Tren

Bahlil: “Muhammadiyah Harus Dapat Tambang yang Bagus, Jangan Sampai yang Jelek”

Menteri Energi dan Sumber Daya Mineral (ESDM) Bahlil Lahadalia memastikan bahwa proses pemberian Wilayah Izin Usaha Pertambangan Khusus (WIUPK) untuk organisasi masyarakat (ormas) keagamaan, termasuk Muhammadiyah, terus berjalan. Namun, Bahlil mengakui bahwa izin tambang untuk Muhammadiyah terbilang lebih lambat dibandingkan dengan Nahdlatul Ulama (NU) yang sudah rampung.

Dalam konferensi pers di Jakarta pada Kamis (8/1/2026), Bahlil menjelaskan, “Kalau punya NU itu sudah selesai sejak saya masih di Kementerian Investasi. Nah, punya Muhammadiyah sekarang lagi di-exercise oleh Pak Dirjen Minerba, begitu pun yang lain-lainnya.” Proses kajian mendalam ini menjadi alasan utama di balik molornya penetapan WIUPK bagi Muhammadiyah.

Simak artikel informatif lainnya di Mureks. mureks.co.id

Meskipun proses perizinan pemberian tambang untuk ormas keagamaan saat ini masih dalam tahap judicial review (JR) di Mahkamah Konstitusi (MK), Bahlil menegaskan bahwa pemerintah akan tetap melanjutkan proses pemberian jatah tambang. Hal ini didasari oleh landasan hukum yang kuat, yakni Undang-Undang (UU), Peraturan Pemerintah (PP), hingga Peraturan Menteri (Permen) yang telah diterbitkan.

Catatan Mureks menunjukkan, regulasi yang menjadi dasar pemberian tambang untuk ormas keagamaan meliputi:

  • UU Nomor 2 Tahun 2025 tentang Perubahan Keempat atas Undang-Undang Nomor 4 Tahun 2009 tentang Pertambangan Mineral dan Batu Bara (UU Minerba).
  • PP Nomor 39 Tahun 2025 tentang Perubahan Kedua atas PP Nomor 96/2021 tentang Pelaksanaan Kegiatan Usaha Pertambangan Minerba.
  • Permen ESDM Nomor 18 Tahun 2025 tentang Peraturan Pelaksana Peraturan Pemerintah Nomor 39 Tahun 2015 tentang Perubahan Kedua atas Peraturan Pemerintah Nomor 96 Tahun 2021 tentang Pelaksanaan Kegiatan Usaha Pertambangan Mineral dan Batu Bara.

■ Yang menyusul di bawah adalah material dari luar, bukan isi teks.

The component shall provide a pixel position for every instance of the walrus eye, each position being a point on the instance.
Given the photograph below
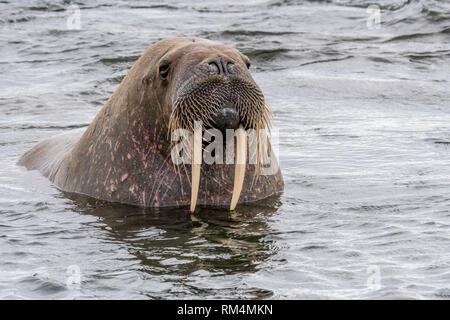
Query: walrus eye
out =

Berdasarkan Pasal 28 ayat 1 Permen ESDM Nomor 18 Tahun 2025, badan usaha ormas keagamaan dapat mengajukan WIUP mineral logam maksimal 25.000 hektare (ha) dan WIUP batu bara maksimal 15.000 ha. Untuk memperoleh WIUP secara prioritas, badan usaha ormas keagamaan harus memenuhi persyaratan administratif, teknis, dan pernyataan komitmen.

Sebelumnya, Bahlil mengungkapkan bahwa pihaknya masih mengkaji lokasi tambang yang tepat untuk Muhammadiyah. “Tambang Muhammadiyah itu kemarin sudah kami dorong, tapi kami lagi mengkaji kembali, kan kami harus kasih yang bagus, jangan sampai yang jelek,” ujarnya di Kantor Kementerian ESDM beberapa waktu lalu.

Awalnya, Muhammadiyah direncanakan akan diberikan tambang bekas perjanjian karya pengusahaan pertambangan batu bara (PKP2B) milik PT Adaro Energy Tbk. Lokasi bekas tambang Adaro berada di Kalimantan Selatan dengan luas 7.437 hektare. Namun, setelah proses pengecekan, dibutuhkan kajian yang lebih mendalam terkait lahan tambang tersebut.

Bahlil berkomitmen untuk memastikan kualitas dan potensi tambang sebelum diserahkan kepada Muhammadiyah. Hal ini dilakukan demi memberikan keadilan antar-ormas keagamaan yang mengajukan izin kelola tambang, sebagaimana Pengurus Besar Nahdlatul Ulama (PBNU) yang telah diberikan izin pengelolaan lahan tambang eks PKP2B PT Kaltim Prima Coal (KPC) oleh pemerintah.

“Kalau yang kurang bagus kan, saya enggak adil dong. Lagi kita carikan yang bagus deh. Kan NU punya kan bagus, Muhammadiyah juga harus yang bagus. Supaya niat baik kita itu sejalan dengan apa yang kita eksekusi,” pungkas Bahlil.